North Londoners are facing some big public transport challenges over the coming months.
First the London Overground is being shut completely through Islington for upgrading from 20 February 2010 until 31 May 2010, with weekend closures for longer. That’s bad enough but just about bearable on its own. But now the Northern Line is facing regular closures too.
Incidentally, quite apart from messing up all those existing journeys, this makes a real mockery of the idea that it’s in any way easy for Islington residents to get to the Royal Free instead of Whittington. At least we have a direct, 24 hour bus to A&E at the Whittington, even if the trains aren’t running.
Tubelines are the surviving partners in Gordon Brown’s big idea for financing tube improvements, the Public Private Partnership or PPP. Like the other PFI deals, it was set up as a fixed-price, longterm contract, that would ‘outsource risk’ to the private sector by setting financial penalties if the job wasn’t done to time and on cost.
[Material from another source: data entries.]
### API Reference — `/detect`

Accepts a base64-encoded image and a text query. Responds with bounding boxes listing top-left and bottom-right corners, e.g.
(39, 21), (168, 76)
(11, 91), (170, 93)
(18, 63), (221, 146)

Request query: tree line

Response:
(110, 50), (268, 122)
So how has that worked in practice?
Metronet found they couldn’t deliver as agreed, so first asked for more money and more time – and then walked away from the job. Tubelines, still with us, are relatively-speaking, the good guys. They’ve completed their projects so far by playing a more cautious game: but that involves charging more money over a longer timescale than many commentators think is necessary. Londoners are literally paying the price, in taxes, in fare rises and in disruption. So much for outsourcing the risk.